Junior chefs cook up ideas for days-long health initiative

Children and adults gather around a large wooden island in the center of the kitchen. Fresh mushrooms, tomatoes in shades from bright yellow to deep red, snap peas, green beans, broccoli, and cauliflower are cut and spread out on a large counter.

Chef Sergio Esquivel drops carrots into boiling water, which are joined later by a veggie medley. A second skillet is filled with a heap of mushrooms.

The students age 10 and older are assigned various tasks cutting fruits and vegetables. Kevin Santiago, 11, rolls masa infused with beet purée into balls, flattening them in a tortilla press.

The four-day Junior Sprouting Chefs Club is part of the H.O.P.E. for Small Farming Sustainability’s outreach around the Rio Grande Valley, which is funded by a USDA grant.

This is the first of two four-day sessions for children and their parents at St. Joseph’s Catholic Church in Donna. H.O.P.E. held camps in both Rio Hondo and Harlingen this summer. After next week’s second Donna cohort, the initiative heads to a San Benito colonia for after-school sessions.

Since funding supporting the project lasts through September, Diana Garcia-Padilla said she expects her team to also visit schools next month to preach growing and healthy eating.

The objective of the initiative is to introduce and familiarize kids with fruits and veggies, she said.

H.O.P.E. team member Duane Pace recalled asking students at a previous camp what their favorite vegetables are.

“One little boy said, ‘macaroni and cheese,’” said Pace, who replied that it wasn’t a vegetable. “‘Oh, well that’s all my parents make.’

“By the end of the week, when we were doing our Vietnamese spring rolls, he was willing to try everything.”

Garcia-Padilla said pushing healthier foods isn’t just about the direct benefit of nutrition.

“It changes their mentality, not just about the vegetables but about life,” she said. “Try it first, and then you say you don’t like it.”

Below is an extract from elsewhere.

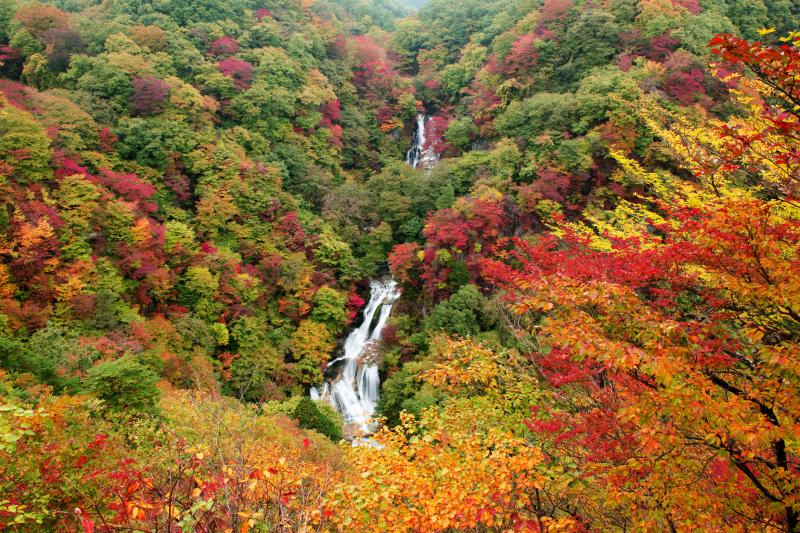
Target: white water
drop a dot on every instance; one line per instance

Chef Esquivel said parents have to be willing to experiment. The students helped make a mango-pineapple dressing for their spinach salad.

“If you say ‘he doesn’t like spinach,’ then of course he doesn’t eat salads. He doesn’t eat greens,” he said, preferring to a student. “But when he made it, he liked it.”

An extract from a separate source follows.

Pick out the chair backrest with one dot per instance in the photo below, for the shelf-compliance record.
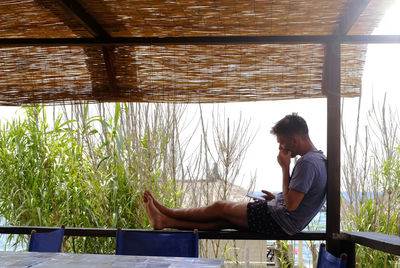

The key was combining the veggie with something he liked, Esquivel said. And experimenting won’t just lead to using better foods, but it could save money.

“Cook what you have,” he said, adding it’s much cheaper to make a fruit dressing — which can be made from anything — than to buy a bottle. “You can save money and get healthier.”

While the chef works on the dishes, a bowl of cooked beets are passed around. Some boys, including Kevin, look at the foreign food with trepidation. But when he grabs the purple flesh from the fork and put it in his mouth, he’s pleasantly surprised.

He gets seconds.

“Sometimes they’re scared to eat it because their parents don’t know how to fix it,” Garcia-Padilla said, adding they could not make it at all.

And the more connected kids feel to food, she said, the more likely they are to eat it, which is why the curriculum covers planting, growing and composting as well.

“If kids grow the food, they’ll eat it,” Garcia-Padilla said.

But, the team knows the most important part of the program is including the parents.

“If parents are not willing to be adventurous with vegetables …. then they’ll continue to give them the same foods that don’t have any nutrition whatsoever,” she said.

She called on more parents to get their kids involved in the kitchen and to expand the communal culture of food to also include feeding the family.

Garcia-Padilla pulled out her phone and tapped to a message from a program alum parent.

“‘Joaquin offered on his own to peel and prep the cucumber for dinner,’” she reads. “‘Your camp is an influence.’ This is what happens and it’s awesome.”